All You Need To Know About Edward Hopper’s Nighthawks Painting

Zehra Kabak

Bought by the Art Institute of Chicago for $3,000 as soon as it was completed in 1942, ‘Nighthawks’ led the way toward Abstract Expressionism along with Edward Hopper’s other works.

The painting depicted a diner on a street corner as the only light source in a deserted and dark environment. Through a particular perspective, Hopper placed the viewer outside the establishment, looking in through a window without any visible entrance, hinting at a degree of detachment.

The artist created several sketches before creating the scene of four figures in a diner, focusing on human figures, lighting, and perspective. For the final painting, he used himself as a reference for the male figures and his wife, Josephine, for the female figure, as revealed in a letter from her to Hopper’s sister, Marion.

One of the male figures sat alone with his back to the viewer, while the artist placed a man and a woman side by side with apparent space between them. Given that this painting was produced during World War II, some interpreted the scene as a reflection of the alienation and loneliness that came with it.

But Hopper revealed that he didn’t have the effects of war in his mind while making the painting, though he added that ‘unconsciously, he was painting the loneliness of a large city.’ He reportedly once explained:

“So much of every art is an expression of the subconscious that it seems to me most of all the important qualities are put there unconsciously, and little of importance by the conscious intellect.”

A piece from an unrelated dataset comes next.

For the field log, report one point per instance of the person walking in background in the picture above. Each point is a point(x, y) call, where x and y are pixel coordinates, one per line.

The painting’s setting raised questions through the years, as Hopper said it ‘was suggested by a restaurant on Greenwich Avenue where two streets meet’ in a ‘simplified scene.’ People tried to identify the exact place in New York, but research showed that the diner in question was never real in the first place.

With that, some critics drew connections between ‘Nighthawks’ and Ernest Hemingway’s short story ‘A Clean, Well-Lighted Place,’ which depicted two waiters and an old man in a well-illuminated diner like the one in the painting.

‘Nighthawks’ is still in the Art Institute of Chicago collection.